Vapour Pressure — Definition
Definition
Imagine you have a beaker of water and you cover it with a lid. What happens inside? Initially, some water molecules at the surface, which have enough kinetic energy, escape into the space above the liquid as vapour – this process is called evaporation.
These vapour molecules move randomly in the enclosed space. As more and more molecules evaporate, the concentration of vapour molecules above the liquid increases. Eventually, some of these vapour molecules, moving randomly, will collide with the liquid surface and get trapped, returning to the liquid phase – this process is called condensation.
At the very beginning, evaporation is much faster than condensation.

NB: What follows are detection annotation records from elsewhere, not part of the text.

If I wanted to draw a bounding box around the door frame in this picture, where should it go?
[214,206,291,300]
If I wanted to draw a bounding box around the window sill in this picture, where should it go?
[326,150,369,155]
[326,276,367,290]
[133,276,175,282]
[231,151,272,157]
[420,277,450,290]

But as the number of vapour molecules increases, the rate of condensation also increases. Eventually, a point is reached where the rate at which molecules evaporate from the liquid surface becomes exactly equal to the rate at which vapour molecules condense back into the liquid.
At this point, even though individual molecules are still constantly moving between the liquid and vapour phases, the net number of molecules in the vapour phase remains constant. This state is called dynamic equilibrium.
When this dynamic equilibrium is established, the vapour molecules in the space above the liquid exert a certain pressure on the walls of the container and on the surface of the liquid. This pressure is what we define as vapour pressure.
It's important to understand that vapour pressure is a characteristic property of a liquid at a specific temperature. It does not depend on the amount of liquid present, nor on the surface area of the liquid, as long as there is enough liquid to establish equilibrium.
It primarily depends on two factors: the nature of the liquid (specifically, the strength of its intermolecular forces) and the temperature. Stronger intermolecular forces mean molecules are held more tightly, making it harder for them to escape, resulting in lower vapour pressure.
Higher temperatures provide more kinetic energy to molecules, enabling more of them to escape, thus increasing vapour pressure.